3 Rituals That Take Reading to the Next Level

For one reason or another, I love setting creative standards for various aspects of my life. My criteria for a five-star recipe: healthy, delicious, inexpensive, and easy to make. My specifications for a good vacation: it balances relaxation and activity, exposes me to something new, promotes the strengthening of relationships, and is enjoyable. My benchmarks for the best hobbies: inexpensive, convenient, growth-promoting and fun.  I certainly prepare meals, take trips and engage in activities that don’t meet all of my criteria, but in my mind, the best of the best in all of these categories are ones that satisfy most, if not all, of my personal guidelines.

My favorite hobby — one that meets the four criteria over and over again — is reading.  I’ve found, over the years, that even when I’m reading voraciously there are certain things that I can do to heighten my experience. Believing that even a good thing can always be made better (should we frost those brownies? YES), I embrace these three rituals that take my reading to the next level of enjoyment, education and meaning.

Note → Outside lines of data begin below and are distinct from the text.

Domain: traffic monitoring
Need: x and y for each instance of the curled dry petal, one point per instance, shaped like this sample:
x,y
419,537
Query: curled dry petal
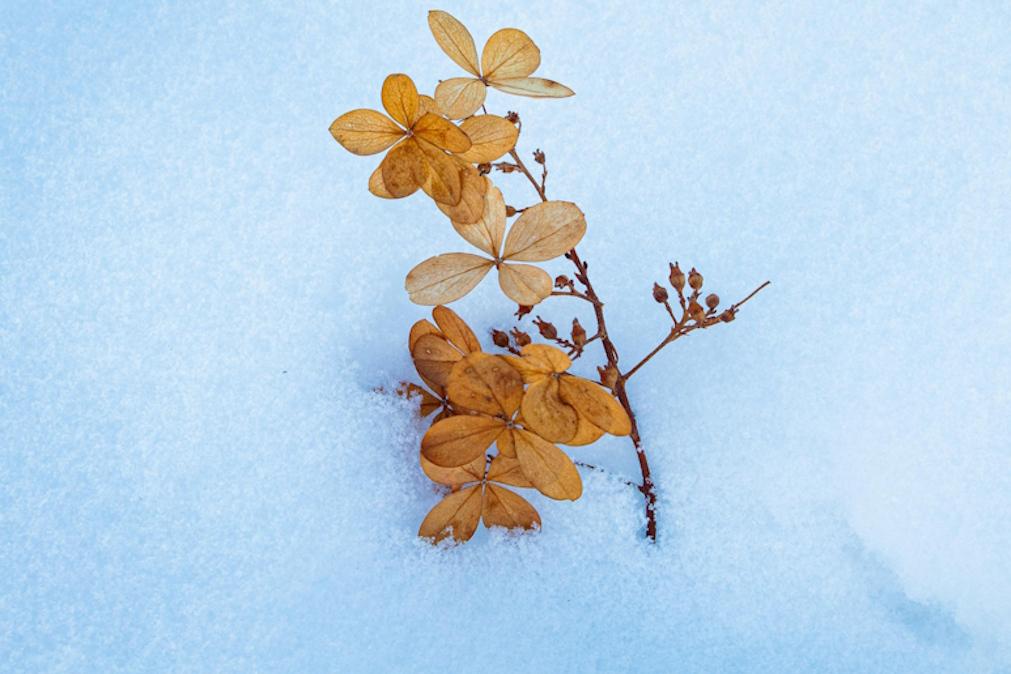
x,y
399,98
510,54
461,439
524,284
547,414
490,137
534,87
456,329
545,231
446,278
485,383
454,38
503,507
454,477
456,515
460,97
365,131
548,468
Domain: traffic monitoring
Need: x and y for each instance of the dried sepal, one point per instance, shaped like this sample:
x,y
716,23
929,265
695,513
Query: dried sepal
x,y
545,231
456,515
524,284
504,507
548,468
485,383
490,137
460,439
446,278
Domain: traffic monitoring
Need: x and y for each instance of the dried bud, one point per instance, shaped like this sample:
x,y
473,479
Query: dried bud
x,y
521,338
499,339
578,333
676,278
609,375
695,279
548,330
696,310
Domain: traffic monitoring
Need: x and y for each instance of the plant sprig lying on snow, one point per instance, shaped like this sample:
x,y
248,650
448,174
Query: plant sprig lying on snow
x,y
523,404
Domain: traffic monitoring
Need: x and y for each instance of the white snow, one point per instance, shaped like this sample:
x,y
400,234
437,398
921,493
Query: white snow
x,y
198,296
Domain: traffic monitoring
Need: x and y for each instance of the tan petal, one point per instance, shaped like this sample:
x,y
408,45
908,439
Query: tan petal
x,y
524,284
506,469
456,329
454,38
473,189
399,98
446,278
456,515
442,133
535,87
585,432
545,231
455,477
442,179
429,402
485,383
461,439
486,233
434,358
402,170
376,186
595,403
548,468
460,97
510,54
490,137
547,414
365,131
503,507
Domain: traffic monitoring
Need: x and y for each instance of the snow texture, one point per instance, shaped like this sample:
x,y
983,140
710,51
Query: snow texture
x,y
198,297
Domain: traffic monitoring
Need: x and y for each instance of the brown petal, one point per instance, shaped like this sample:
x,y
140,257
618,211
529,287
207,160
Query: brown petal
x,y
446,278
490,137
442,133
545,231
455,477
535,87
485,383
456,329
503,507
510,54
399,97
456,515
547,414
524,284
460,97
454,38
365,131
548,468
595,403
461,439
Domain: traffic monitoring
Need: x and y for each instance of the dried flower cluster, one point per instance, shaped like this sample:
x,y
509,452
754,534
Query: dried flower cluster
x,y
498,418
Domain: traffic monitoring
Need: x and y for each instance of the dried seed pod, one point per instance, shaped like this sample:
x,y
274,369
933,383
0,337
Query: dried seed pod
x,y
695,279
676,278
547,329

1. Reread one or two books every year.

At some point during my adolescence, my mom gave me two coming-of-age novels, “Up a Road Slowly,” by Irene Hunt and “The Chosen,” by Chaim Potok. These stories quickly became favorites of mine, and so I returned to them often, and then eventually I fell into the ritual of re-reading them each once a year — “Up a Road Slowly” during my summer vacation and “The Chosen” over the winter holidays. Re-reading these books year after year is as familiar and comforting as cuddling up in an old, favorite sweatshirt or eating my Grandma’s Italian rice. It’s also a doorway to reflection. Nelson Mandela once said “There is nothing like returning to a place that remains unchanged to find the ways in which you yourself have altered,” and I think the same thing could be said revisiting an old book.  

2. Follow a reading cycle.

My supervisor at my first job taught me many valuable professional and personal life lessons, one of my favorites having to do with his practice of reading books through a rotation of genres (his choices: history, mystery, literature and psychology). When I first adopted this practice, I chose four categories that interested me and I thought had the potential to improve my life — work-related nonfiction, Pulitzer Prize winning novels, self-help books and classic literature. But eventually, I decided to go much broader in my cycling categories. Now I just toggle between fiction and nonfiction, and within each of these, contemporary books and those that have withstood the test of time. This practice keeps me reading, preventing me from getting in a rut where I don’t read because I don’t know what to pick up next, and it makes a habit of exposing myself to a variety of books.

3. Choose a “challenge read” each year.

I imagine that I am one of many who has a whole list of books I feel I should have read at some point, or theoretically want to read, but have a hard time motivating myself to actually pick up (“Moby Dick,” “Great Expectations” and “One Hundred Years of Solitude” are at the top of what I refer to as my “Read Before I Die” list). A few years ago, I started choosing one book from the list to read during the year, and this practice of picking a “challenge read” has had great results. It has served as a motivational force, helping me to move from “I should do this,” to “I’m doing this;” it has facilitated the expansion of my internal library, forcing me to read books that I would have otherwise put off opening indefinitely; and it has given me a relatively easy goal to meet each year, providing a boost of satisfaction and feelings of accomplishment when the reading is complete.  

Following these reading rituals isn’t something that I have to do. My cycle of categories isn’t a college course syllabus, so I have the freedom to step outside of it, and there are summers that have flown by only for me to realize on September 1 that I haven’t yet read “Up a Road Slowly.” Overall, though, I follow these practices and embracing them has brought additional joy, order and meaning to my reading life.